Agora que, pelo visto, entender de política é ‘moda’, saber conversar sobre o que está acontecendo no país é trendy e o papo não está (como alguns pensavam) restrito à sociólogos, cineastas, gays, sindicalistas, maconheiros, “Sininho” e congêneres, é preciso cuidado: há quem esteja meio perdido em meio a esse mar revolto de informações ‘wiki‘ e um tanto apressado no já apressado método googlenautaexpress de aquisição de conhecimento.

Recentes protestos de rua (nada pacíficos) tomam as contas não só do Brasil – em uma espécie de repuxo do Junho passado e uma prévia nítida do Junho vindouro – e também de Venezuela, Kiev, Sochy (sede russa das “Olimpíadas de Inverno”) e as opiniões de muita gente pululam meio desorganizadas e pobres de coerência interna.

O que mais me chama atenção, desde ontem, é o curioso mundo contraditório em que vivem certas pessoas em relação à sua tolerância/ódio/glorificação/apoio em relação ao tom drástico e revoltoso de alguns desses protestos, que, sabemos, não possuem raiz semelhante, mas possuem aspectos idênticos. Uma profusão de pessoas vibra aqui e ali com cacetadas policiais, da mesma e inexplicável maneira com que dilata as pupilas em júbilo ‘black bloc‘ acolá e em várias dessas situações o tronco comum de raciocínio e de ímpeto ideológico vai para as cucuias.

Afinal, qual o seu (o meu, o nosso) ‘problema’ com manifestações, protestos, bloqueios, barricadas e mesmo alguns ditos ‘vandalismos’? Quando (ou, em que país ou sob o governo federal de quem) você acha esse tipo de coisa em um arco opinativo que vai do ‘legal’ ao ‘inaceitável’ passando pelo ‘não temos escolha’?

1) Se o seu problema é de ordem relativa ao (seu) conceito de ‘lutar contra tudo o que está errado’, parabéns: você aderiu a ‘La Revolución‘. Agora vá já para a praça, hasta la victoria, siempre e… (ué, não gostou?)

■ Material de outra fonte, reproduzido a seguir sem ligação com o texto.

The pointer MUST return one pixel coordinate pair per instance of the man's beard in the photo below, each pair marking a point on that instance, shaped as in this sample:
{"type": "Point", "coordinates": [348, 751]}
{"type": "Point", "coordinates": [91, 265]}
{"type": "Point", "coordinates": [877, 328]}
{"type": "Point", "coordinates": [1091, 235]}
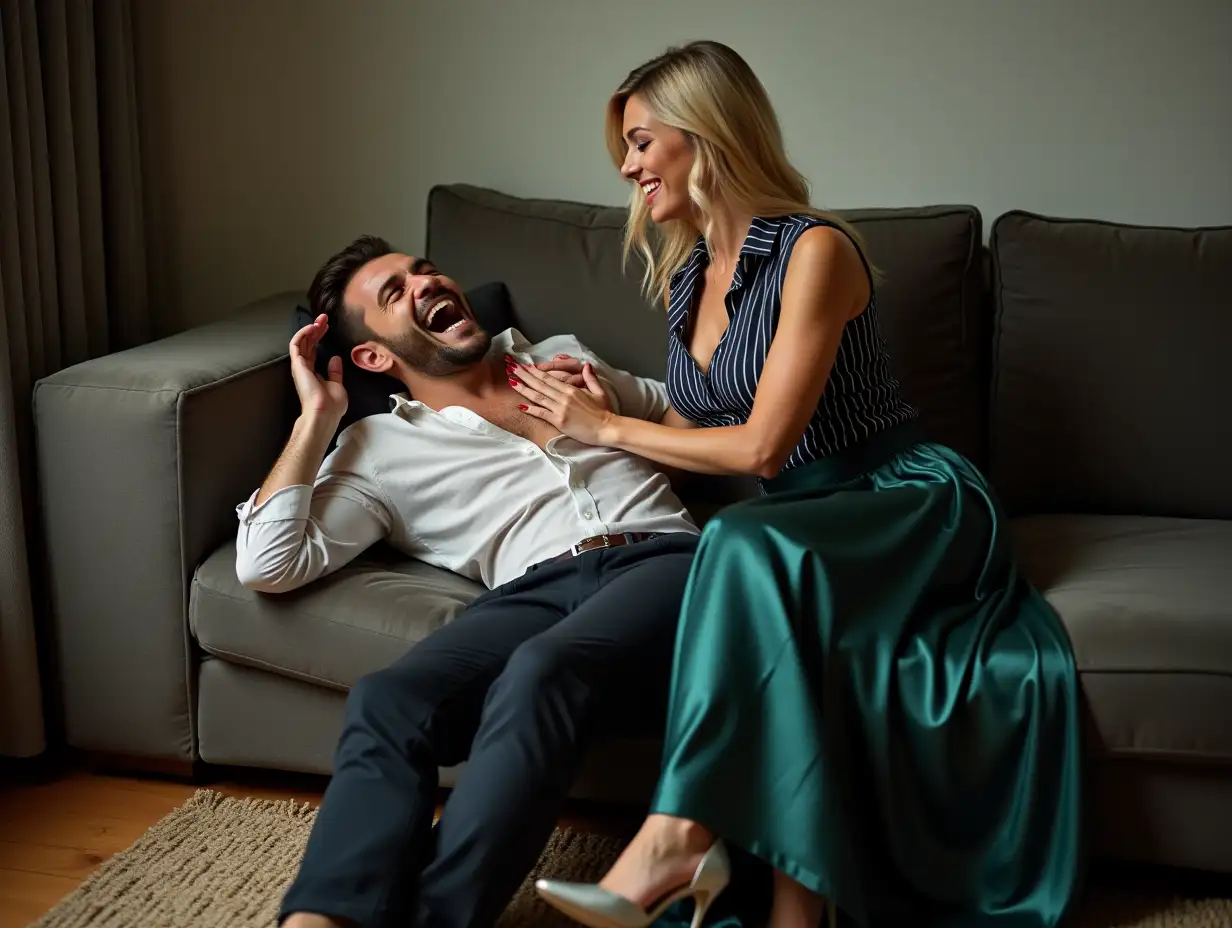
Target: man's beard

2) Se o seu problema é de ordem político-governamental, parabéns (também): você é dono de um conceito muito peculiar de ‘democracia‘ (sempre ela…), onde a paz deve ser mantida nos cenários em que seus correligionários estão no poder e deve ser desconstruída na porrada quando a situação é inversa…

3) Já se seu problema diz respeito ao combate frontal às ‘injustiças sociais’, bem vindo(a): estamos no Brasil e esse é historicamente um dos países mais injustos socialmente no universo, desde sempre. Sugiro então que você vá procurar a sua turma. E não reclame se ela estiver ali na esquina virando um contêiner (não esqueça o capuz preto).

4) Se, por fim, você acha que situações de poder ‘ditatorial‘ ou ambientes políticos ‘análogos’ aos ditatoriais legitimam a luta (armada, inclusive) saiba: eu concordo com você. Porém, pediria apenas um cuidado com esse termo e seu significado correlato (“Ditadura”). A ciência política dos googlenautas anda tropicando em relação a esse conceito, e eu já vi até gente chamando de ‘ditadura’ a sequência de três mandatos federais do PT (o que seria tão ridículo quanto dizer que há uma ‘ditadura’ do PSDB em São Paulo que dura 15 anos com hiato de um).

O conceito ‘wiki’ de ‘ditadura’ parece tão volátil quanto o de ‘fascismo’ que alguns creem ser uma espécie transparente de ‘xingamento’ que cabe contra qualquer um em qualquer ocasião – nunca havia visto como no último ano um número tão grande de usos desse termo por fomentadores clássicos (e dissimulados) do fascismo contra inimigos históricos do mesmo.

Em um mundo onde agentes governamentais baixam o sarrafo em manifestantes que protestam frente a eventos esportivos, sob a alegação de que aqueles, por estarem “perturbando a imagem externa do país” e os chamam, portanto, de ‘fascistas’, eu é que não sei de mais nada.